Dengan begitu banyaknya pemohon keanggotaan, memilih satu negara dan bukan negara lain akan menjadi masalah politik. Jawabannya terletak pada penetapan status kemitraan bagi calon anggota baru.
Bahkan keputusan untuk menawarkan status kemitraan kepada negara-negara tertentu akan memerlukan diskusi intensif karena harus berdasarkan konsensus, dengan masing-masing negara anggota memiliki preferensinya sendiri. Keseimbangan harus ditemukan untuk memastikan bahwa tidak ada negara BRICS yang diuntungkan secara khusus dalam memilih mitra.
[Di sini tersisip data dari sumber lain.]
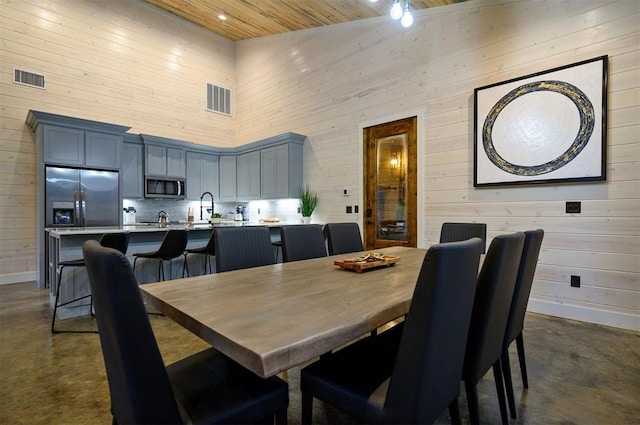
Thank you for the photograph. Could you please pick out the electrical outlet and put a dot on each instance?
(575, 281)
(573, 207)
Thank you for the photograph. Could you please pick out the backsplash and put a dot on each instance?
(147, 209)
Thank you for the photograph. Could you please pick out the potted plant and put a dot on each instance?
(308, 202)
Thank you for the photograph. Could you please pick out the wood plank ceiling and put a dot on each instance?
(257, 18)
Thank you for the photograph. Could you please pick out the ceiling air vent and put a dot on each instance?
(28, 78)
(218, 99)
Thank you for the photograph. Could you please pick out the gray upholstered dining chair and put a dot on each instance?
(494, 291)
(302, 242)
(206, 387)
(343, 238)
(515, 325)
(242, 247)
(453, 232)
(410, 373)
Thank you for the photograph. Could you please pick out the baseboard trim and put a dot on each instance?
(583, 314)
(8, 278)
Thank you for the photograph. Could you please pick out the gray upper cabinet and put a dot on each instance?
(280, 171)
(202, 175)
(63, 146)
(248, 175)
(163, 161)
(132, 171)
(102, 150)
(73, 147)
(228, 178)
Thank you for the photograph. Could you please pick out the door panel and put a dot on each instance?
(390, 158)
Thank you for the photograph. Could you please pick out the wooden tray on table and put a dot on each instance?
(369, 261)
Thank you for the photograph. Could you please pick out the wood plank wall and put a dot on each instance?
(329, 83)
(130, 64)
(122, 62)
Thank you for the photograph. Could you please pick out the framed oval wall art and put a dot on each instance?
(547, 127)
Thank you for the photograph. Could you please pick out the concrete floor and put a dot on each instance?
(579, 373)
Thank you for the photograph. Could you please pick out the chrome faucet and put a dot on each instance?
(201, 198)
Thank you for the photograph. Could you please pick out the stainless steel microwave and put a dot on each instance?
(164, 188)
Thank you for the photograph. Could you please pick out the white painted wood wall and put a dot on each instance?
(129, 64)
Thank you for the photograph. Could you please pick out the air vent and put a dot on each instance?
(218, 99)
(28, 78)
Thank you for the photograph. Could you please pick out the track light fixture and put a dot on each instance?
(401, 9)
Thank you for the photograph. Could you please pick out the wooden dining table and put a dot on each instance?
(272, 318)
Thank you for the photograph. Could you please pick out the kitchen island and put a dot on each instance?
(65, 243)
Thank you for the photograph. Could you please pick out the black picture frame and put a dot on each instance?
(546, 127)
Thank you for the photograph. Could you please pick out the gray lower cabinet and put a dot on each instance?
(228, 187)
(73, 147)
(164, 161)
(280, 171)
(248, 175)
(132, 172)
(202, 175)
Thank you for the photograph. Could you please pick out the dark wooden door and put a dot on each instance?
(390, 182)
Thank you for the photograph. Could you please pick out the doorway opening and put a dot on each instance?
(390, 184)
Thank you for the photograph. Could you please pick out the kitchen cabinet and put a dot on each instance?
(280, 171)
(248, 175)
(73, 147)
(132, 171)
(163, 161)
(228, 189)
(202, 175)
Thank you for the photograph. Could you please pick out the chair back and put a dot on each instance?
(173, 244)
(528, 262)
(302, 242)
(428, 367)
(242, 247)
(210, 247)
(453, 232)
(119, 241)
(343, 238)
(494, 292)
(138, 381)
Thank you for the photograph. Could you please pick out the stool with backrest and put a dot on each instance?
(242, 247)
(119, 241)
(515, 325)
(172, 246)
(208, 251)
(453, 232)
(410, 373)
(343, 238)
(302, 242)
(494, 291)
(206, 387)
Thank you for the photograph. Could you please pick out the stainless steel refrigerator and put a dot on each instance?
(81, 198)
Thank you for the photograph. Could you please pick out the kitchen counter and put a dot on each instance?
(152, 227)
(65, 243)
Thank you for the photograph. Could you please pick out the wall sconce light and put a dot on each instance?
(395, 161)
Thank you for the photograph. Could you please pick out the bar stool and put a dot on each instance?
(119, 241)
(278, 247)
(208, 250)
(172, 246)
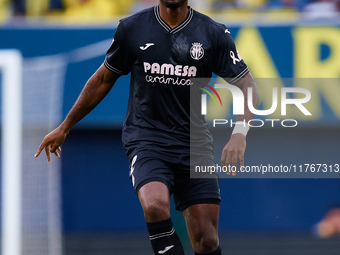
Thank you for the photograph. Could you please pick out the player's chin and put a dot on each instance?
(173, 4)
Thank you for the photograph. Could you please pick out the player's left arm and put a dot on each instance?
(236, 146)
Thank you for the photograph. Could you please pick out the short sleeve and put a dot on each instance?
(119, 57)
(228, 63)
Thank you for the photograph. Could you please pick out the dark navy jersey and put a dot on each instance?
(164, 62)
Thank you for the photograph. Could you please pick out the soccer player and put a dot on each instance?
(165, 48)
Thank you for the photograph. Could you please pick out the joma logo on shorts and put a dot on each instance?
(169, 69)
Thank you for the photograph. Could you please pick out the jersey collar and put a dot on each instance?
(167, 27)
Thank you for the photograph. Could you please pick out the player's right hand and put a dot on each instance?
(51, 143)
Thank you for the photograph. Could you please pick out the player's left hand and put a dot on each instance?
(234, 150)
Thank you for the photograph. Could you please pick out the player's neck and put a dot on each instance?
(173, 17)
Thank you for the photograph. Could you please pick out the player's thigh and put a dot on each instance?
(202, 226)
(155, 200)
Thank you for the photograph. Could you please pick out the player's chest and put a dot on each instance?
(176, 49)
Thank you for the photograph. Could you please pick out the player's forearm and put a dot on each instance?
(244, 84)
(96, 88)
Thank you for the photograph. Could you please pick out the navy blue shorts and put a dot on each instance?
(173, 169)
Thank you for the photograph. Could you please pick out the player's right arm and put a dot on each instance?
(94, 91)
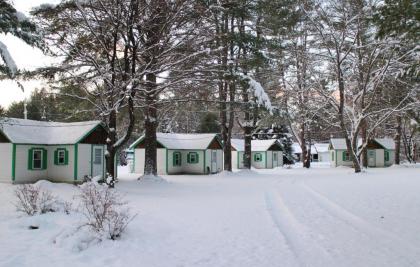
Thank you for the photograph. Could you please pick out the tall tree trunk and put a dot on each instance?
(150, 125)
(397, 138)
(307, 163)
(112, 136)
(364, 141)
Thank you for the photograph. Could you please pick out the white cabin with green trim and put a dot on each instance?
(380, 152)
(60, 152)
(265, 154)
(182, 154)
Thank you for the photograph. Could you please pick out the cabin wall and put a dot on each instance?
(324, 157)
(339, 158)
(139, 160)
(60, 173)
(194, 168)
(139, 156)
(175, 169)
(22, 173)
(84, 158)
(259, 164)
(391, 160)
(269, 163)
(6, 154)
(380, 158)
(161, 161)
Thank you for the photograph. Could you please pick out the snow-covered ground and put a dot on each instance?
(281, 217)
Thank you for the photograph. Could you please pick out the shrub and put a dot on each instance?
(32, 199)
(104, 209)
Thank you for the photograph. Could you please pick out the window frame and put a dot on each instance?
(41, 160)
(177, 156)
(196, 158)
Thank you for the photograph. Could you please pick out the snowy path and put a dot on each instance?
(282, 217)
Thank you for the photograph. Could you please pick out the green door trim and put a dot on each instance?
(75, 161)
(13, 162)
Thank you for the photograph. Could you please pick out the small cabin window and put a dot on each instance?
(346, 156)
(177, 159)
(192, 157)
(37, 159)
(61, 156)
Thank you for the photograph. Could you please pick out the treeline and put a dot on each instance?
(348, 67)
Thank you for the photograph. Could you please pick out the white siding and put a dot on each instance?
(84, 161)
(339, 157)
(171, 168)
(161, 161)
(380, 158)
(195, 168)
(324, 157)
(61, 173)
(391, 158)
(139, 160)
(23, 174)
(219, 160)
(6, 151)
(259, 164)
(269, 159)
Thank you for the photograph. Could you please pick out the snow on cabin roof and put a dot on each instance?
(296, 148)
(256, 145)
(386, 143)
(20, 131)
(181, 141)
(321, 148)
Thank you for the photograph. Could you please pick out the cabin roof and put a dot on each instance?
(20, 131)
(181, 141)
(256, 145)
(340, 143)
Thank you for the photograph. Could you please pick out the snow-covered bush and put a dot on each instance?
(32, 199)
(104, 209)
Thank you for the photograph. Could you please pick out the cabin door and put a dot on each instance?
(98, 161)
(371, 158)
(275, 160)
(213, 161)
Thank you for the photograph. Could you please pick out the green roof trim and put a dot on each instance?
(133, 145)
(90, 131)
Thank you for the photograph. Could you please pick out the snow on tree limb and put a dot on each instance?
(261, 97)
(8, 60)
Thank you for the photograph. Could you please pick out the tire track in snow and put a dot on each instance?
(299, 239)
(388, 239)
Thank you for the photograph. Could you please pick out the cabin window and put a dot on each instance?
(192, 157)
(61, 156)
(177, 159)
(37, 159)
(346, 156)
(97, 156)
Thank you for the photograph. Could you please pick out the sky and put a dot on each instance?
(25, 57)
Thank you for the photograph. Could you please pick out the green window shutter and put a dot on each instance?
(44, 159)
(56, 157)
(30, 157)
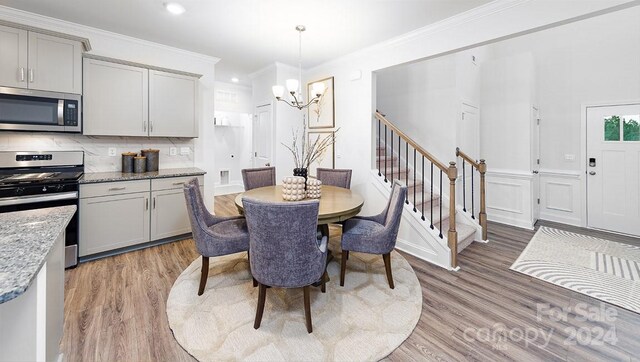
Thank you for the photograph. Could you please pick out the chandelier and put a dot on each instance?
(294, 86)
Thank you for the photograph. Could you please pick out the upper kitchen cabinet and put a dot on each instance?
(13, 57)
(41, 60)
(115, 99)
(55, 64)
(172, 105)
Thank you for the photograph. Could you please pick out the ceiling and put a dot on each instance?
(250, 34)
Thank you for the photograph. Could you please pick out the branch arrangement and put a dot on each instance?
(310, 151)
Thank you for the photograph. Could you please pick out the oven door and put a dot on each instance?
(28, 110)
(51, 200)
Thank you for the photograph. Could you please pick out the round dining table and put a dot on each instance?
(336, 204)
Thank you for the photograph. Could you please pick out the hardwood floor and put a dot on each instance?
(115, 308)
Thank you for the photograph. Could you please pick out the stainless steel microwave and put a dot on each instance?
(33, 110)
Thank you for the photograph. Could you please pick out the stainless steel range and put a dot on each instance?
(35, 180)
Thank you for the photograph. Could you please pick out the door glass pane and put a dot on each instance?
(631, 127)
(612, 128)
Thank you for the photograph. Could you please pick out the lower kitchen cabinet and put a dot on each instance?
(115, 215)
(113, 222)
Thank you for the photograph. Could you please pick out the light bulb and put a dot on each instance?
(292, 85)
(278, 91)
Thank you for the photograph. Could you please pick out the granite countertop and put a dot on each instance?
(94, 177)
(26, 238)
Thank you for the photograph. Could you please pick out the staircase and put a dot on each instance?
(398, 157)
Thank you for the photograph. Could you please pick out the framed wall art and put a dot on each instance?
(322, 114)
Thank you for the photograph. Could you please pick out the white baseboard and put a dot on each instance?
(233, 188)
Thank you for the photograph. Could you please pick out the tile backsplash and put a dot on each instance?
(96, 149)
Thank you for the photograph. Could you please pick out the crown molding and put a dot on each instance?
(62, 26)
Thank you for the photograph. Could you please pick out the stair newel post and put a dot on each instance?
(482, 168)
(452, 237)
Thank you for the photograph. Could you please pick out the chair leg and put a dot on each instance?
(307, 308)
(343, 266)
(204, 273)
(262, 294)
(325, 277)
(387, 265)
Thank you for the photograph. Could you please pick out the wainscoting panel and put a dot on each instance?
(561, 196)
(509, 198)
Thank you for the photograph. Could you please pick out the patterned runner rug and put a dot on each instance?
(600, 268)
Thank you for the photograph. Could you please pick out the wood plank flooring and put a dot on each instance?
(115, 308)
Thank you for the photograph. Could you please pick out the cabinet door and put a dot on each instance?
(169, 214)
(172, 105)
(13, 57)
(112, 222)
(115, 99)
(55, 64)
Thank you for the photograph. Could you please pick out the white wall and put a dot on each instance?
(355, 94)
(233, 134)
(123, 47)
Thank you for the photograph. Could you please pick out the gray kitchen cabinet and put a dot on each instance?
(115, 99)
(172, 105)
(13, 57)
(38, 61)
(55, 64)
(168, 208)
(115, 218)
(115, 215)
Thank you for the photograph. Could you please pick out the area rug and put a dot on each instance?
(363, 321)
(602, 269)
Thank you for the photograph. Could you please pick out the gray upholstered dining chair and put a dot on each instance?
(258, 177)
(375, 234)
(334, 177)
(284, 250)
(214, 236)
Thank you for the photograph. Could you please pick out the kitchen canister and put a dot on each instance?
(314, 188)
(139, 164)
(293, 188)
(127, 161)
(153, 159)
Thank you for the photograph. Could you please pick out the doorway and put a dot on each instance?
(262, 136)
(613, 168)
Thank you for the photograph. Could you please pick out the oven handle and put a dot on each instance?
(20, 200)
(61, 112)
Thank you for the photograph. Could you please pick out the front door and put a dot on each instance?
(262, 136)
(613, 168)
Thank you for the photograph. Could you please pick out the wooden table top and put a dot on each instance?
(336, 204)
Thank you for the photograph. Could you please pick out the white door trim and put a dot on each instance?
(583, 149)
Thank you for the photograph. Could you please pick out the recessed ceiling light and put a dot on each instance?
(174, 8)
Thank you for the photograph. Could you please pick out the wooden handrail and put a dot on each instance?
(481, 166)
(466, 157)
(411, 142)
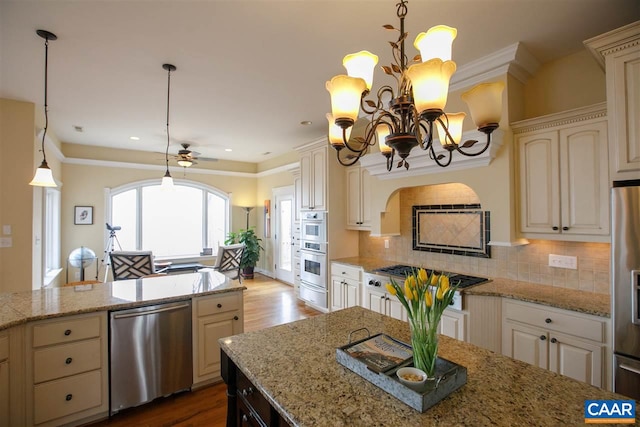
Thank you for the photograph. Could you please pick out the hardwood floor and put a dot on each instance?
(266, 303)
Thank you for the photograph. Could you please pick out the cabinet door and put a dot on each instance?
(210, 329)
(526, 344)
(319, 179)
(584, 179)
(576, 359)
(452, 324)
(539, 183)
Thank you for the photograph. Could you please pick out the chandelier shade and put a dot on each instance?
(43, 176)
(402, 118)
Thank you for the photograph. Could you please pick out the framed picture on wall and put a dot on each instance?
(83, 215)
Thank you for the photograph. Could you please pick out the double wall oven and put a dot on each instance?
(313, 259)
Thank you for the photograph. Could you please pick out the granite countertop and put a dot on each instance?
(20, 307)
(568, 299)
(294, 366)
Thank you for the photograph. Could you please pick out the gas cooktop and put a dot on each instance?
(402, 271)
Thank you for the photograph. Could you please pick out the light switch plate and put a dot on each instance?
(563, 261)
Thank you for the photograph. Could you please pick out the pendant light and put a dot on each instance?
(43, 176)
(167, 180)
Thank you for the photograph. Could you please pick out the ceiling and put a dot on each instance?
(248, 71)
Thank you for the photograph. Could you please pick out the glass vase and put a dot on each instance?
(424, 340)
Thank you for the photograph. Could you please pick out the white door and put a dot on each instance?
(283, 237)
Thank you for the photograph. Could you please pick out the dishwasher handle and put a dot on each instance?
(156, 311)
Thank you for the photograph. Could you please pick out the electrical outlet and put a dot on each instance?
(563, 261)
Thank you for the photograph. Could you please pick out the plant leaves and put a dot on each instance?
(469, 143)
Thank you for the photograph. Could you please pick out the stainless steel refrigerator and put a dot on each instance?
(625, 278)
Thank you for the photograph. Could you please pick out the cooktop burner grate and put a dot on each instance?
(401, 270)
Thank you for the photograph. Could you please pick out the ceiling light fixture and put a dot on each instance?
(43, 176)
(167, 180)
(419, 105)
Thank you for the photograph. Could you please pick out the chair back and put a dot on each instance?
(131, 264)
(228, 260)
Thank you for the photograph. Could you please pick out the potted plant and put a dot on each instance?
(252, 249)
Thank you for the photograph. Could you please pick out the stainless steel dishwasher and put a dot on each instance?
(150, 353)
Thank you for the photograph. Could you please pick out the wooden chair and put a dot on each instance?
(132, 264)
(228, 261)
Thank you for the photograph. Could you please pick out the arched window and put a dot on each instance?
(176, 223)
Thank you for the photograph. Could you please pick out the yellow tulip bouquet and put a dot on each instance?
(425, 298)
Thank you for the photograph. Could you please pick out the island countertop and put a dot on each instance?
(294, 366)
(20, 307)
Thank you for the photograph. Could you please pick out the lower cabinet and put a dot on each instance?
(568, 343)
(214, 317)
(67, 370)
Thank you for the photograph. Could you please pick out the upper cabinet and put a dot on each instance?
(619, 52)
(313, 168)
(564, 175)
(358, 202)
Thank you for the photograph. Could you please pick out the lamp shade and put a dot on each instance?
(485, 103)
(454, 127)
(361, 65)
(345, 96)
(430, 81)
(436, 43)
(335, 132)
(43, 177)
(382, 132)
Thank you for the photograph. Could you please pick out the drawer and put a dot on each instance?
(218, 304)
(4, 347)
(345, 271)
(255, 400)
(66, 330)
(66, 359)
(556, 320)
(67, 396)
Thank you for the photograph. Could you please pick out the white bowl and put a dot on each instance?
(415, 372)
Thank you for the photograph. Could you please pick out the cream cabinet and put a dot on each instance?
(358, 198)
(345, 286)
(563, 171)
(67, 369)
(618, 51)
(214, 317)
(313, 179)
(568, 343)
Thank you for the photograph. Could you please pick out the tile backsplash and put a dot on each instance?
(527, 263)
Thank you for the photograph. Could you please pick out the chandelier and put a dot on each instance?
(415, 108)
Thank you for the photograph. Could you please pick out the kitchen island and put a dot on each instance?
(289, 374)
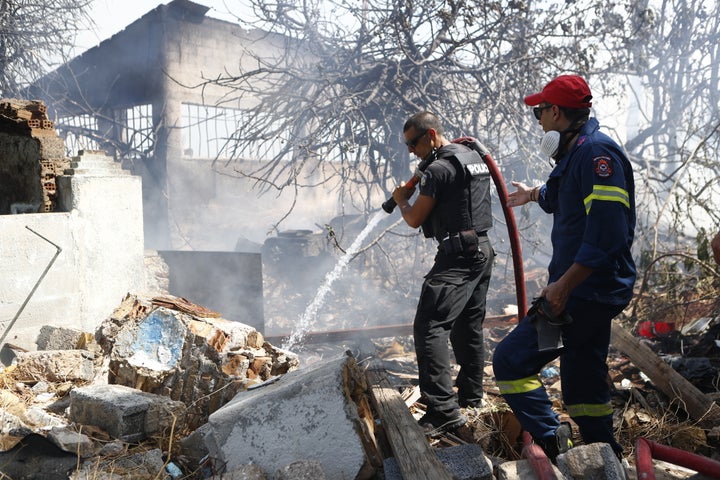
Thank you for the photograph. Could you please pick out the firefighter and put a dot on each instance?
(590, 193)
(452, 206)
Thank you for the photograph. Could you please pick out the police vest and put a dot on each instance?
(464, 204)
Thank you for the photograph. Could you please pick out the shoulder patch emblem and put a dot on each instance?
(603, 166)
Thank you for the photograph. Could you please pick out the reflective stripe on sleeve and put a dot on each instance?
(519, 386)
(589, 410)
(607, 193)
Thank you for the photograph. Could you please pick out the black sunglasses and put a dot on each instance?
(537, 111)
(412, 143)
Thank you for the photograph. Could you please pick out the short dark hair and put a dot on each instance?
(423, 121)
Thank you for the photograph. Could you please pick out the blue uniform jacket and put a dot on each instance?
(591, 194)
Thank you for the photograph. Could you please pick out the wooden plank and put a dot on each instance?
(413, 454)
(699, 406)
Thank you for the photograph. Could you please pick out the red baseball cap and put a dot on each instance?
(568, 91)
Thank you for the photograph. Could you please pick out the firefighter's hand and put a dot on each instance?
(716, 248)
(521, 196)
(402, 194)
(557, 296)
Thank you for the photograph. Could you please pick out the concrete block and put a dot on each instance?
(304, 415)
(464, 462)
(126, 413)
(593, 461)
(72, 442)
(56, 365)
(58, 338)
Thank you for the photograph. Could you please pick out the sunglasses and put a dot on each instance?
(413, 142)
(537, 111)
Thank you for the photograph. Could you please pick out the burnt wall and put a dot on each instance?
(31, 157)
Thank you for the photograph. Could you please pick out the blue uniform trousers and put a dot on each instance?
(583, 374)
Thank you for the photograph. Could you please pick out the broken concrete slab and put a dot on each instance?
(58, 338)
(301, 470)
(161, 345)
(37, 458)
(243, 472)
(596, 460)
(139, 466)
(308, 414)
(126, 413)
(55, 366)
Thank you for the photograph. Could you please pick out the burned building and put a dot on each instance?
(142, 97)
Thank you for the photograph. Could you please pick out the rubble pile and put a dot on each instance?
(168, 389)
(170, 347)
Pada pertemuan puncak tersebut, Perdana Menteri Modi telah menyatakan bahwa India siap menyambut negara-negara baru ke dalam BRICS sebagai negara mitra, tetapi menggarisbawahi bahwa semua keputusan dalam hal ini harus diambil secara konsensus, dan pandangan para anggota pendiri BRICS harus dihormati. Ia menambahkan bahwa prinsip-prinsip panduan, standar, kriteria, dan prosedur yang diadopsi selama pertemuan puncak sebelumnya di Johannesburg harus dipatuhi oleh semua pihak.
Tiga belas mitra BRICS baru diterima di Kazan yakni, Aljazair, Belarus, Bolivia, Kuba, Indonesia, Kazakhstan, Malaysia, Nigeria, Thailand, Turki, Uganda, Uzbekistan, dan Vietnam.
Fakta bahwa empat anggota ASEAN telah menjadi mitra sangat penting karena memperluas basis BRICS di Asia Tenggara.
Sebelumnya, Indonesia pada tahun 2023 telah menarik permohonan keanggotaannya. Namun pemerintahan baru yang berkuasa, Indonesia telah memutuskan untuk melanjutkannya.
Aljazair tidak senang karena tidak dapat menjadi anggota saat BRICS diperluas tahun lalu, tetapi kini telah memperoleh status mitra. Dua negara Asia Tengah yang paling berpengaruh juga telah menjadi mitra.
Mereka yang tidak ikut serta mungkin tidak senang, tetapi mereka sudah menjadi anggota SCO, atau secara terpisah menjadi bagian dari forum yang dipimpin Rusia atau Cina. Nigeria dan Uganda merupakan pilihan yang baik dari Afrika.
Dimasukkannya Belarus jelas merupakan preferensi geopolitik Rusia. Amerika Latin diwakili oleh negara-negara yang selama ini menjadi target politik AS. Venezuela bisa saja menjadi pilihan, tetapi tampaknya Brasil tidak mendukungnya. Penyebaran geografis negara-negara mitra baru ini patut diperhatikan.
Masuknya Turki sebagai anggota NATO tampaknya ganjil, tetapi jelas pertimbangan geopolitik sangat memengaruhi keputusan tersebut. Pentingnya geopolitik dan ekonomi Turki bagi Rusia sudah jelas.
India memiliki keraguan tentang Turki yang menjadi mitra karena posisinya yang anti-India terkait Kashmir di Majelis Umum PBB (satu-satunya negara yang melakukannya selain Pakistan) dan di Organisasi Kerja Sama Islam, serta karena perannya dalam menghalangi keanggotaan India di Kelompok Pemasok Nuklir. Akhirnya, India tidak menghalangi Turki untuk menjadi mitra BRICS, hal itu tidak diragukan lagi karena India menghormati preferensi Rusia.